Além disso, Barros destacou que a diminuição nos preços dos combustíveis também contribuiu para o resultado abaixo do esperado.

“Você tem também uma parte toda de redução na parte de combustíveis em virtude do arrefecimento da guerra que tem acontecido lá no Golfo Pérsico”, explicou.

Por outro lado, o setor de energia apresentou um aumento maior do que o previsto.
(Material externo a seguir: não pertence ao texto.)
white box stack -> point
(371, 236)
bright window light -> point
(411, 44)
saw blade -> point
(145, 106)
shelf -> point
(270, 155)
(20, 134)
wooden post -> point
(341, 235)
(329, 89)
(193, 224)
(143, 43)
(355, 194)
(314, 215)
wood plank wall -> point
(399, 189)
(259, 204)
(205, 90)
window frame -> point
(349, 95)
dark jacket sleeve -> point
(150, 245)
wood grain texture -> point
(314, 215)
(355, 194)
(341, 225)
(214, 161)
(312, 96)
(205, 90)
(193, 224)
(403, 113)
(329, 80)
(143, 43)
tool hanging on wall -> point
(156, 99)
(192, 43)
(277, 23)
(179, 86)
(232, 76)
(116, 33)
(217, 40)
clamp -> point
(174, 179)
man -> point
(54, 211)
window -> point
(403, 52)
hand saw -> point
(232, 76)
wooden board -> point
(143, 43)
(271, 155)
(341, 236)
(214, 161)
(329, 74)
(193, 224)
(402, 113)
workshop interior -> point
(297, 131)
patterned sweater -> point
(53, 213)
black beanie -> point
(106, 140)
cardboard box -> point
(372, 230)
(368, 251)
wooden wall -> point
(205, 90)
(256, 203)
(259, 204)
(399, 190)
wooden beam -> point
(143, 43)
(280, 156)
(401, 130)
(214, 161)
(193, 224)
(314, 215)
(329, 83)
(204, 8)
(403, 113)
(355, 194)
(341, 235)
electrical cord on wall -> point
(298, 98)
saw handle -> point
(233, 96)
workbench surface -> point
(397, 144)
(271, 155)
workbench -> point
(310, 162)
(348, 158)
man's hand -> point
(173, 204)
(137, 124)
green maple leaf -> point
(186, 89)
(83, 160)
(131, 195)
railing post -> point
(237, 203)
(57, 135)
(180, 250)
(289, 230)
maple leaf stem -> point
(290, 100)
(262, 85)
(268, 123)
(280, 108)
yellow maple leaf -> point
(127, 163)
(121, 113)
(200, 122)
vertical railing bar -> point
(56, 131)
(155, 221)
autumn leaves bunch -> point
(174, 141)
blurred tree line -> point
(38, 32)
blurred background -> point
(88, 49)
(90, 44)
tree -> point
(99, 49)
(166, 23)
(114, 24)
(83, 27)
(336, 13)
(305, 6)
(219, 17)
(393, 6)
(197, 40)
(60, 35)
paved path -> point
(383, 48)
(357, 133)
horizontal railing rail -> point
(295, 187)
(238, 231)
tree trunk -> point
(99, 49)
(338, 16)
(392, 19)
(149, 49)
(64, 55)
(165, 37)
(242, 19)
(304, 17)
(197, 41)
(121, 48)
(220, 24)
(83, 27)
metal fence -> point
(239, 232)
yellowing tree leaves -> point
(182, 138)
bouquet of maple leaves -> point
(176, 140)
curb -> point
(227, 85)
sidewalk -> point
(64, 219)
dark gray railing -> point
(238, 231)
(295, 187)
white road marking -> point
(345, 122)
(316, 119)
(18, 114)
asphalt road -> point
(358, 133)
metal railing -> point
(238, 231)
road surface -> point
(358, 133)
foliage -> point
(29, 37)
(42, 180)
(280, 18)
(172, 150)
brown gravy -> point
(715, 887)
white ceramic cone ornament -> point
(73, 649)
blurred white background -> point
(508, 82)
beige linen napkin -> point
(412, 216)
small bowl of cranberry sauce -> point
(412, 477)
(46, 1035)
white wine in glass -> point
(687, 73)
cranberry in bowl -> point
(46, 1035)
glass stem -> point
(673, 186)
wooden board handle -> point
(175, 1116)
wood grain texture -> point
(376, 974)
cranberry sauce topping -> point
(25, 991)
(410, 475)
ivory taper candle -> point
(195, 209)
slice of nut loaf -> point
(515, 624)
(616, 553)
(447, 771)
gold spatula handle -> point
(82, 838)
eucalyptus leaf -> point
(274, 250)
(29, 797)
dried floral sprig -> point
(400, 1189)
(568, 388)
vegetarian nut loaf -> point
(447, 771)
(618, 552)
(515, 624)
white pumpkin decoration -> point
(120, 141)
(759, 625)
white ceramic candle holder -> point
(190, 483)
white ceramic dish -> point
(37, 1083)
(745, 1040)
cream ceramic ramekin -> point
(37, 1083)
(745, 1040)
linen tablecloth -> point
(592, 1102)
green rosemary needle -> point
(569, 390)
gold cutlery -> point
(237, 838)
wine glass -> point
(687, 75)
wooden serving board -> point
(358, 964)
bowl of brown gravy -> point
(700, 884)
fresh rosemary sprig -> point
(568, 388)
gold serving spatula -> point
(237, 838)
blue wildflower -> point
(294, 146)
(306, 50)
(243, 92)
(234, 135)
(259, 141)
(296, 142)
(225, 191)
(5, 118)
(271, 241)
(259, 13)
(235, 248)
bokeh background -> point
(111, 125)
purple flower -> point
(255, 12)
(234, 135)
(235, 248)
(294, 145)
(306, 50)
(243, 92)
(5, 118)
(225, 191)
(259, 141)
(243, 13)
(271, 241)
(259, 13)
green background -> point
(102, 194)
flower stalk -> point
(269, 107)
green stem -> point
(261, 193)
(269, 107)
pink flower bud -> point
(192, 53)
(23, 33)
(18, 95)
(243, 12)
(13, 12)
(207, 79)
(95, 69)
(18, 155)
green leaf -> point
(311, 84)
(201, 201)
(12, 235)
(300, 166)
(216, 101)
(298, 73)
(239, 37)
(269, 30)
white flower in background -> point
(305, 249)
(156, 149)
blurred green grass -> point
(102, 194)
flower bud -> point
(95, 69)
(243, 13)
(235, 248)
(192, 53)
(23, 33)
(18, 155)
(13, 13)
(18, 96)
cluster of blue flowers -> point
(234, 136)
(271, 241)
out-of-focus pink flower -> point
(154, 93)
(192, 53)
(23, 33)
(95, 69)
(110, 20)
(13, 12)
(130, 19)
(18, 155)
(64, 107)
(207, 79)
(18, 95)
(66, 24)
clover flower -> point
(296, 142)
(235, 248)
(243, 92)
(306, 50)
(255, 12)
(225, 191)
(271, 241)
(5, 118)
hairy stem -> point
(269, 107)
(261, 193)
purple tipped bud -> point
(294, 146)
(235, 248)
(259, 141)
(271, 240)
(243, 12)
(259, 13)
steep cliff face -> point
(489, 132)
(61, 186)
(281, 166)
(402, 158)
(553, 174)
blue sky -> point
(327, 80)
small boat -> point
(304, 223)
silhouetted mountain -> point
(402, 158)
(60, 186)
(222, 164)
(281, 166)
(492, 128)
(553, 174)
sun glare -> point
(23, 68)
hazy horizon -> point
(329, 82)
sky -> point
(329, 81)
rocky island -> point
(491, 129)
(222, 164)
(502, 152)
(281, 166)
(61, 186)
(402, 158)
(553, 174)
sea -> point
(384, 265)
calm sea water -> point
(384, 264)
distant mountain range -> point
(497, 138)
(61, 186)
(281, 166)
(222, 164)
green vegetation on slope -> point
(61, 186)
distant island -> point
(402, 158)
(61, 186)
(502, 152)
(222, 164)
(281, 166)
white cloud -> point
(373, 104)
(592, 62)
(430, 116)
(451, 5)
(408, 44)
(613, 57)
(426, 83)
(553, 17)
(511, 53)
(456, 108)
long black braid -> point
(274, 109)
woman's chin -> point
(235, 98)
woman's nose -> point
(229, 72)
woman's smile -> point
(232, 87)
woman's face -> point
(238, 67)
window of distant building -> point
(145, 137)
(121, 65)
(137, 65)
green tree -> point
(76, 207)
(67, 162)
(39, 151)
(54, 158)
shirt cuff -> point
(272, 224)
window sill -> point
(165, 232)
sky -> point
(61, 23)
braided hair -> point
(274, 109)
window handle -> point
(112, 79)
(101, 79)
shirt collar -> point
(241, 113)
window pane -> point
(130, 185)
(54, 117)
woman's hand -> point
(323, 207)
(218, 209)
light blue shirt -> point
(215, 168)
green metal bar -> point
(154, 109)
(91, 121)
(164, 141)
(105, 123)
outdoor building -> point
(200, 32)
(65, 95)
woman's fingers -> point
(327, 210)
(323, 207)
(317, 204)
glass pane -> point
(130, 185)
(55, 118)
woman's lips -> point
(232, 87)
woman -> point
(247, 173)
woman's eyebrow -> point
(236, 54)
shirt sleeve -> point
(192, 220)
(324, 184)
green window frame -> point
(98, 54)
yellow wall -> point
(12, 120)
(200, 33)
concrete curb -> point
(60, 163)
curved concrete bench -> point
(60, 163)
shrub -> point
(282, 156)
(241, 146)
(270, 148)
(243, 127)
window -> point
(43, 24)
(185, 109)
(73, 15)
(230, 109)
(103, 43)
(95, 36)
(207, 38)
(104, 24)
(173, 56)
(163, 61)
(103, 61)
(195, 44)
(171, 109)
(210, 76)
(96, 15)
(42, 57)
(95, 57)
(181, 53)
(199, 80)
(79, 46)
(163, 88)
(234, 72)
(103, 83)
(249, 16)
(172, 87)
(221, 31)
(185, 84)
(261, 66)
O professor avaliou que, se os fatores estruturais forem mantidos — com alimentos controlados, combustíveis em queda e um cenário externo mais estável —, a tendência é de continuidade do alívio inflacionário.

“A gente deve ter uma continuidade de alívio inflacionário, ainda não sendo projetado para frente um resultado que esteja dentro da meta, mas bem melhor do que aquilo que estava sendo projetado no mês passado”, disse.

Questionado sobre a possibilidade de o Copom (Comitê de Política Monetária) realizar um novo corte de 0,25 ponto percentual na reunião de agosto, Samuel Barros afirmou que o mercado acredita nessa possibilidade. Ele acredita que a confirmação dessa tendência depende, em grande parte, do resultado do IPCA-15, que será divulgado antes da reunião.

“A esperança da redução de 0,25 agora para a próxima reunião é possível”, declarou.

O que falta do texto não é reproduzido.